Every time a bad story hits the headlines, tourism suffers as well as the image of Uganda or any other country for that matter.
Every time a bad story hits the headlines, tourism suffers as well as the image of Uganda or any other country for that matter. When this happens, tour operators have had complaints with the media for exposing negative news which tends to hurt their business.
And whereas the argument can be made that such press coverage is a reflection of society, the media has a role to play in promoting the image of their countries. This was what international music star Akon (real name Aliaume Damala Badara Thiam) spoke about during the “Youth Connect Africa Summit ’17” in Kigali this week where he called on media and other content creators to be cautious of what or how they put out for public consumption.
“We have to be able to tell our own stories. For filmmakers and the press, it is going to be your job to redefine how people look at Africa. You see the good, the bad and ugly and what you choose to put out there, is what the world is going to get because I can tell you right now that in Chicago alone there are more people dying than the war in Iraq but you will never see that. There are a lot of things that happen in US that you will never see because they choose to show you what they want you to see,” Akon, who is American-born but of Senegalese descent said.
He also said country integrity and a certain reputation needs to be kept. “No one puts their family business out onto the street. One of the problems we have in Africa is when something happens, the press is quick to put out negative energy and quick to put out a negative story and then that story goes onto the internet and broadcasting systems take it and they post it.
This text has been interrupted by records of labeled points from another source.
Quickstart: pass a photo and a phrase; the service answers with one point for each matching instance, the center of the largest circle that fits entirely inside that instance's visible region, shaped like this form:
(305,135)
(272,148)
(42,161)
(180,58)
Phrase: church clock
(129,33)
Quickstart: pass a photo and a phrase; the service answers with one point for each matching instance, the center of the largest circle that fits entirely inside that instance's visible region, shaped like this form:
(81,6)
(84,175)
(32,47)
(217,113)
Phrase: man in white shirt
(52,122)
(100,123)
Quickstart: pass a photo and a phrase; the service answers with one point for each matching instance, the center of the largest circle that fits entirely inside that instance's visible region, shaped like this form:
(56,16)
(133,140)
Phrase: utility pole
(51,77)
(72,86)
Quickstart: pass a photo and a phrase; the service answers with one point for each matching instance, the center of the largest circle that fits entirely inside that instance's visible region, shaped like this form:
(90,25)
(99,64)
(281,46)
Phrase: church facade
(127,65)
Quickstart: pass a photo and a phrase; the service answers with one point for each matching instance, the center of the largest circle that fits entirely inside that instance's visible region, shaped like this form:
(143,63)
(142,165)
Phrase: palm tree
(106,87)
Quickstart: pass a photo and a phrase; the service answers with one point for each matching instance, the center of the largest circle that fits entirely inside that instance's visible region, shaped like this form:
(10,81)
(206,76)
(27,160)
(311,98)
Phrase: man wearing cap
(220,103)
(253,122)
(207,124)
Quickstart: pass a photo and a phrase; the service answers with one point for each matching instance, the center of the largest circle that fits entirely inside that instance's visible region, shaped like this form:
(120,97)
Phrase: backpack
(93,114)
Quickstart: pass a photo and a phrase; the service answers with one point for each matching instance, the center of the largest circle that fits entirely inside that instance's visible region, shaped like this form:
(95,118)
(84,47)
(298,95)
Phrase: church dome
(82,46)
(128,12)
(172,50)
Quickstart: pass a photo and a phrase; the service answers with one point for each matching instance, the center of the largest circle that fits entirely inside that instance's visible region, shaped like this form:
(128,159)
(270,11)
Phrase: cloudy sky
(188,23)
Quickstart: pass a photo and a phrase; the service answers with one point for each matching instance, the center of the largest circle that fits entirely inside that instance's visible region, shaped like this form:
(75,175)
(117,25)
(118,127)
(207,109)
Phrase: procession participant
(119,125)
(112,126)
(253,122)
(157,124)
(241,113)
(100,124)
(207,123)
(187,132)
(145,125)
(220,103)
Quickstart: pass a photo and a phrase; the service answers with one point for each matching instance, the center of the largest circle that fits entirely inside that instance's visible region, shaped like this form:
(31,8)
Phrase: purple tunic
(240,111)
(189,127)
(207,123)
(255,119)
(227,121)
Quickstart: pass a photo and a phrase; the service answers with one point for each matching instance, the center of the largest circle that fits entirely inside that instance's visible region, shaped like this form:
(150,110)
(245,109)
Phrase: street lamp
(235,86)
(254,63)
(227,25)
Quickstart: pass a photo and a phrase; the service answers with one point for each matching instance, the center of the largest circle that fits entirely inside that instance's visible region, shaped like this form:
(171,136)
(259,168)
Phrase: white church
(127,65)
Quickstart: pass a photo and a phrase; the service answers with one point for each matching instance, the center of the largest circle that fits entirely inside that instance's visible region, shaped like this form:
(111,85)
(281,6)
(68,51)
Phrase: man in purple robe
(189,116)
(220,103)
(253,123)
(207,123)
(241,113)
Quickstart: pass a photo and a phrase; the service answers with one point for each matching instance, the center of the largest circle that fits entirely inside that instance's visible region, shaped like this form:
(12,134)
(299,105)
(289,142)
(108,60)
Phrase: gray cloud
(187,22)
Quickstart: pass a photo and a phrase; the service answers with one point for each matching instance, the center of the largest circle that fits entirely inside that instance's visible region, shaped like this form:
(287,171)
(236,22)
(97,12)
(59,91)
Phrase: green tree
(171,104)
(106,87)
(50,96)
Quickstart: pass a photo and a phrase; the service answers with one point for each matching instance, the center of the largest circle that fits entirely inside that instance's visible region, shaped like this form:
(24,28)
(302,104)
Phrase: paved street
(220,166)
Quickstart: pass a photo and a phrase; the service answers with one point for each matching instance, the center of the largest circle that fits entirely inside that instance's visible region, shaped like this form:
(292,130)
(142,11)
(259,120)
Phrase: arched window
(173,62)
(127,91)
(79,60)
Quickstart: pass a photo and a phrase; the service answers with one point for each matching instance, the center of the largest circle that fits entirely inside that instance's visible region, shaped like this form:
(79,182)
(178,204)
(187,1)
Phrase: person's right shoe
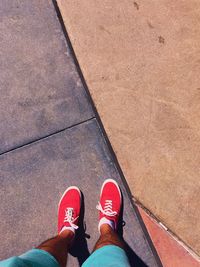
(69,209)
(110,203)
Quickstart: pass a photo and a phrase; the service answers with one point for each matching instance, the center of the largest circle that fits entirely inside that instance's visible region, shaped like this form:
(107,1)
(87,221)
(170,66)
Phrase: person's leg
(58,246)
(53,252)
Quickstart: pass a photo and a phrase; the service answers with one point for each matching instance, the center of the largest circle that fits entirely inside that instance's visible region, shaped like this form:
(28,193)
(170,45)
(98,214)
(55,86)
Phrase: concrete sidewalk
(50,138)
(141,63)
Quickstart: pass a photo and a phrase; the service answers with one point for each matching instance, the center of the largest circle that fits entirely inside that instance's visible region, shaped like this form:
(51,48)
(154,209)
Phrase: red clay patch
(171,253)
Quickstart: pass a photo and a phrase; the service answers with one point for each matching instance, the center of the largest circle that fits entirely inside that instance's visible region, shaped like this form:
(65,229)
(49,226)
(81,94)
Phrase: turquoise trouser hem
(107,256)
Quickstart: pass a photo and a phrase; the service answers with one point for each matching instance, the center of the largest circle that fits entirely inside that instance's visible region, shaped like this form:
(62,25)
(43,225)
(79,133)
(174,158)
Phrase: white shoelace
(107,208)
(69,218)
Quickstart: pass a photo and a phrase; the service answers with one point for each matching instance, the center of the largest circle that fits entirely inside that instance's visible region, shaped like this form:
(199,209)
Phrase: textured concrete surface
(33,179)
(40,89)
(43,102)
(171,252)
(141,61)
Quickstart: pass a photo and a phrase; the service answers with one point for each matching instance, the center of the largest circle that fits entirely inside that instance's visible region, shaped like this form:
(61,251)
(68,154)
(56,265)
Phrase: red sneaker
(110,201)
(69,208)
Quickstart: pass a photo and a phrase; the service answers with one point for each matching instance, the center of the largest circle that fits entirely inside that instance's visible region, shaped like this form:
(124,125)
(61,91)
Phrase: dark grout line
(45,137)
(114,158)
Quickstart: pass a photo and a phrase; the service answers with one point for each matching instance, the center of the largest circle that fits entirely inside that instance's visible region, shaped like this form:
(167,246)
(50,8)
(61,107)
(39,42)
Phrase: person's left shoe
(69,209)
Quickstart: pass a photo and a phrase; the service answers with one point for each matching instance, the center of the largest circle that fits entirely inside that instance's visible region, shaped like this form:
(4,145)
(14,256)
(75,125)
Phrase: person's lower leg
(108,237)
(58,246)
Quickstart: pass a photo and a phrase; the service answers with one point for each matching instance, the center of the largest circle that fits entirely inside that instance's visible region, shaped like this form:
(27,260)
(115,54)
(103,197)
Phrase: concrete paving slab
(141,62)
(40,90)
(33,178)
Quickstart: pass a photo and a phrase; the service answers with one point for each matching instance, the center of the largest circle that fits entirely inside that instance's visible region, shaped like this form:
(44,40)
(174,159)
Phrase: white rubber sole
(69,188)
(114,182)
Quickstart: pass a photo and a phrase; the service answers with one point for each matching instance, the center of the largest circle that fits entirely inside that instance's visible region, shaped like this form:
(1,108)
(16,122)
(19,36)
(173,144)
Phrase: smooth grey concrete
(40,90)
(34,177)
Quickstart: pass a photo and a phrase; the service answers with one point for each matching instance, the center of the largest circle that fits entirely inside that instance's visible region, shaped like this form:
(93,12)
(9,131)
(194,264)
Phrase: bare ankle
(106,229)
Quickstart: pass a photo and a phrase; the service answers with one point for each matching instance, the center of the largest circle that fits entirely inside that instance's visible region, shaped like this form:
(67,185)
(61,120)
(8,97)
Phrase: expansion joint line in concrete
(114,158)
(46,136)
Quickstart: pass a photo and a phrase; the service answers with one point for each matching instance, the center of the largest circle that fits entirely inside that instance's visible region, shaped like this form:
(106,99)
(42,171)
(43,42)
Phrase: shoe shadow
(80,247)
(134,259)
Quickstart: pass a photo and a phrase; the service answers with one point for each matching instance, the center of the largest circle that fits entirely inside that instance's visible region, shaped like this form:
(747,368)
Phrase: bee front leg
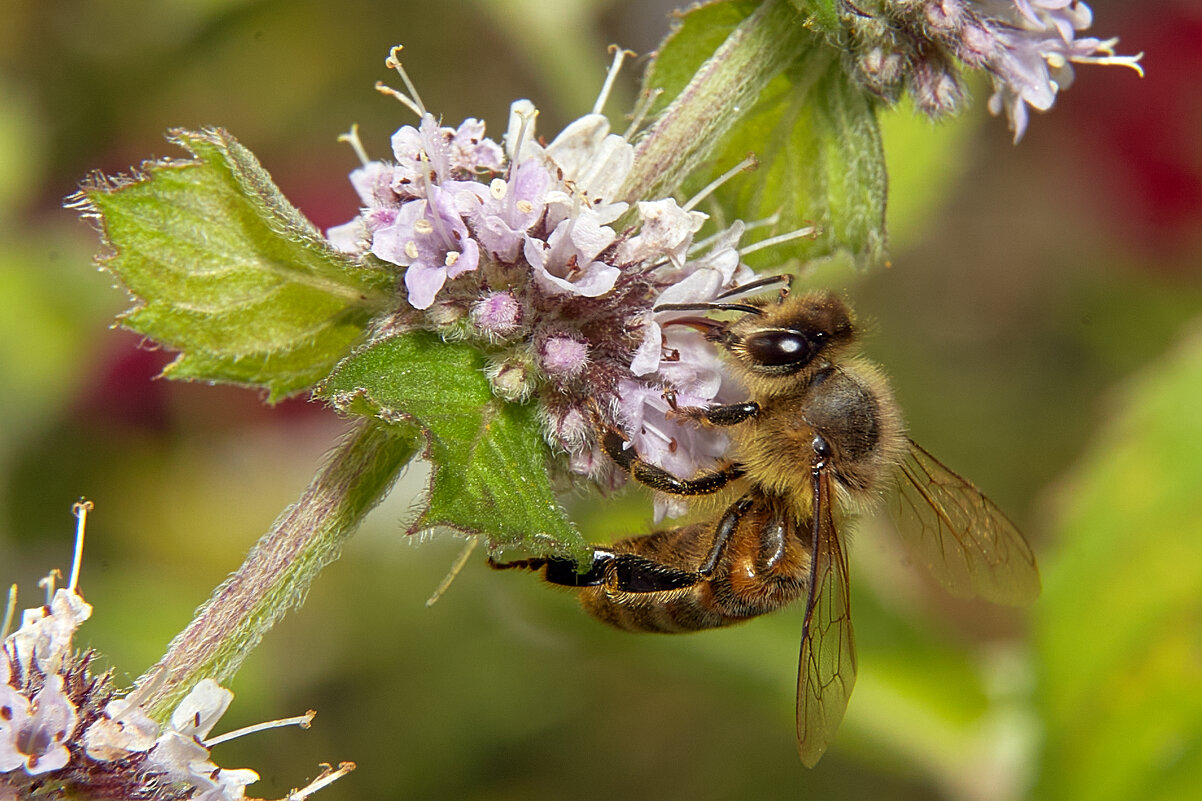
(726,415)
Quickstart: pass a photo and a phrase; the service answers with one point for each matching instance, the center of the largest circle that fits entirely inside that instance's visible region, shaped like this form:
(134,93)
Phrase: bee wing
(826,670)
(965,541)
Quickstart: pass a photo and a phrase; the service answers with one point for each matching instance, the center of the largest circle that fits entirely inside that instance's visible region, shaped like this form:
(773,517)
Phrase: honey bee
(819,439)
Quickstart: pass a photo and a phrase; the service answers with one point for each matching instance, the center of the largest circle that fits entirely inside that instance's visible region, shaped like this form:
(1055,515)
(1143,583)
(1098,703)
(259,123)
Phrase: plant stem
(283,564)
(721,93)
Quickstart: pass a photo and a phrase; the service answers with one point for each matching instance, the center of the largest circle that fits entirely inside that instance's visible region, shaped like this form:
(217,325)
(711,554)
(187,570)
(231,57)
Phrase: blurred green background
(1041,320)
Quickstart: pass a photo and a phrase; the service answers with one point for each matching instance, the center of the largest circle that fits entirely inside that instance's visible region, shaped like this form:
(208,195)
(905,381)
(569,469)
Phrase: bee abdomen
(689,609)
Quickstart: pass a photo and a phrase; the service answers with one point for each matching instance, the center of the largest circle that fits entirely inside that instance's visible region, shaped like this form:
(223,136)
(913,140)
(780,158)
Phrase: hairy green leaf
(1119,627)
(489,458)
(227,272)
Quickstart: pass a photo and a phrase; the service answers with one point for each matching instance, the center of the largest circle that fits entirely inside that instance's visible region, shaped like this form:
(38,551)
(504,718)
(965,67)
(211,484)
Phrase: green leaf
(489,458)
(227,272)
(1119,627)
(813,130)
(821,161)
(694,39)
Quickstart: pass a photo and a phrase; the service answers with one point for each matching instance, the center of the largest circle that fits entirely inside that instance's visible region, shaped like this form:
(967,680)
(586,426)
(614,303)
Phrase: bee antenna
(708,307)
(760,283)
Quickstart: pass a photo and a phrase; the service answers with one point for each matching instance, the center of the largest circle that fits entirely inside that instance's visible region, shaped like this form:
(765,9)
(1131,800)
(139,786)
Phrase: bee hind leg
(557,570)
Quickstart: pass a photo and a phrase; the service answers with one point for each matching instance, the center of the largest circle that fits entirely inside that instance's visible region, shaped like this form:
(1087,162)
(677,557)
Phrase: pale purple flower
(429,238)
(666,232)
(429,153)
(43,639)
(123,729)
(35,734)
(560,303)
(683,449)
(506,209)
(1025,46)
(566,260)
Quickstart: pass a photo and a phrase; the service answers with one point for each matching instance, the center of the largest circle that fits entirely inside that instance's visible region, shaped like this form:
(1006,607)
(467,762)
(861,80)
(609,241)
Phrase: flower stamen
(619,55)
(79,509)
(393,63)
(352,138)
(644,106)
(10,611)
(327,777)
(748,164)
(810,231)
(302,721)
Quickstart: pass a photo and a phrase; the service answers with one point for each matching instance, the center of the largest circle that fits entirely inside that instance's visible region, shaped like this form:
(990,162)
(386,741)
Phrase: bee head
(785,336)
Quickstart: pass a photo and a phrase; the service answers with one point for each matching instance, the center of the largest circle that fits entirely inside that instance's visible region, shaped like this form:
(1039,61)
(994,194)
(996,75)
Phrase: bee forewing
(962,537)
(826,669)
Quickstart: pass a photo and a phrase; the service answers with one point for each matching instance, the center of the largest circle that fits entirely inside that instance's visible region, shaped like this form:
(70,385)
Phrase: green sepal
(488,457)
(228,273)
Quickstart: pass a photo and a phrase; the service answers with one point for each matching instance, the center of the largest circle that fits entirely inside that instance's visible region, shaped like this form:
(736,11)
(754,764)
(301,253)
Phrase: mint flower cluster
(69,734)
(530,253)
(60,727)
(1028,48)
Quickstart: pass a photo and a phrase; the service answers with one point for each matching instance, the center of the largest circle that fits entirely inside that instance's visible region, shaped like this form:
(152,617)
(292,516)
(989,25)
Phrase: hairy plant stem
(721,93)
(283,564)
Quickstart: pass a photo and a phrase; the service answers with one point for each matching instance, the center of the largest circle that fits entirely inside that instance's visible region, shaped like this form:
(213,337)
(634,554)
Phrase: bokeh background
(1041,320)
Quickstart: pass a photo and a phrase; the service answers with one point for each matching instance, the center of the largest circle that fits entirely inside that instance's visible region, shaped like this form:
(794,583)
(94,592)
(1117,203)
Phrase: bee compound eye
(780,348)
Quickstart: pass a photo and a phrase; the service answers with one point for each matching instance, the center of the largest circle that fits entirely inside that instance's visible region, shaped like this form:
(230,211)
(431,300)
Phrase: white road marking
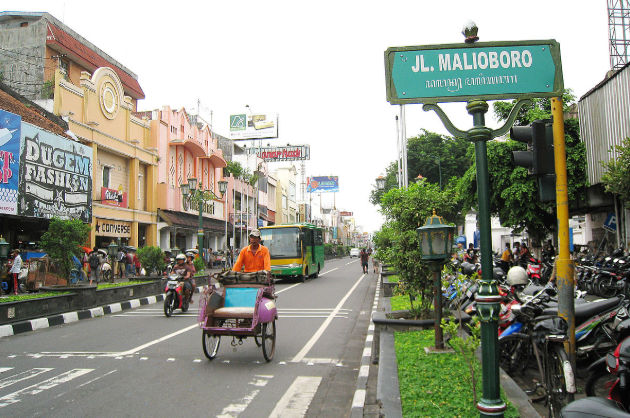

“When you look at places like Kenya, for instance, which have suffered two terrorist attacks and it was everywhere so people were afraid to go to Kenya because someone shot up the mall. When you look up, there were over 25,000 attacks in US but you know of five or six. We really need to rebrand,” Akon observed.
He cited the way the world perceives Africa, as one big jungle, with historical images, before civilisation but US enjoys the glamour with superman and batman. He rooted for the need for Africa to tell its stories of great accomplishment.
The international star gave the example of American hip hop stars who show off Bentleys in their music videos, with cool swimming pools and all things glamorous yet after the music video shoot, get their phones to send for Uber.
Yet in contrast, Nigerian music stars like Wizkid, P-Square and Davido who drive Bentleys and Mercedes actually own the cars. “We need to push those stories out there because people don’t know. It is just recently that American singers want to do collaborations with Afro-beat remix [with African stars] but before they were like ‘I don’t know that dude, I don’t want to put him on my record’,” he narrated.
He said that many stars in Africa have a great following and influence but lack an image, and these stories Akon emphasised, need to be told by Africans.